Monday, February 4, 2013 at 8:07 PM
Governor Kasich announced on Monday that he plans to expand the state's Medicaid program. The expansion is an option put on the table by the new healthcare law, and the decision drew praise and concern. ideastream's Anne Glausser has more.
Governor Kasich joined a growing number of Republican governors who have decided to expand their Medicaid programs under the Affordable Care Act.
The expansion will provide coverage to adults living at up to 138 percent of the federal poverty level.
Medicaid currently covers about two million Ohioans and accounts for about 30 percent of the state's overall budget.
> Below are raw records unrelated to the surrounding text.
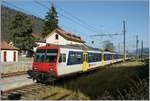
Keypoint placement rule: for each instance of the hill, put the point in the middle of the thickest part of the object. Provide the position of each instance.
(8, 15)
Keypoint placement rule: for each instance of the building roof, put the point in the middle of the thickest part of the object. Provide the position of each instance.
(67, 35)
(5, 46)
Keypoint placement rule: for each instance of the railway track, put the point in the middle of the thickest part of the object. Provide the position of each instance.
(36, 91)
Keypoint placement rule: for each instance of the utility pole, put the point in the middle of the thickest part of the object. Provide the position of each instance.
(124, 42)
(141, 49)
(137, 41)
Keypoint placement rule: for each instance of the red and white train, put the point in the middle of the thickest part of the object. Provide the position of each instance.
(52, 62)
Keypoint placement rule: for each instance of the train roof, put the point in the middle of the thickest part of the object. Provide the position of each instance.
(81, 47)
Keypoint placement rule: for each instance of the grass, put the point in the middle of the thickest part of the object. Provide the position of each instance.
(124, 81)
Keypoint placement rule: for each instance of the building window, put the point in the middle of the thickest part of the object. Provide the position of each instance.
(56, 37)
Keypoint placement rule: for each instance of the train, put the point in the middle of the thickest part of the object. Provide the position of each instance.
(51, 62)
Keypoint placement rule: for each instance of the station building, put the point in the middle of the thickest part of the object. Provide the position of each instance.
(60, 37)
(9, 53)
A nonpartisan report last month found the expansion could result in a net gain in the long run partly because it will reduce the cost of care for the previously uninsured.
Cathy Levine is co-chair of the coalition Ohio Consumers for Health Coverage and praises the governor's decision.
LEVINE: This is going to create jobs, it's going to improve the health of our workforce, it's going to bring more dollars into our economy and into our state budget, and it's going to improve the health of Ohioans.
But some say there are hidden costs associated with the expansion. Robert Alt is president of the conservative think tank Buckeye Institute. He worries that the federal government might not follow through with long-term financial support:
ALT: I think that the long-term costs for Ohio could be much more significant than those that have been projected.
Under the new law, the federal government will pick up most of the tab for new enrollees. Kasich indicated he'd change course if the feds don't come through.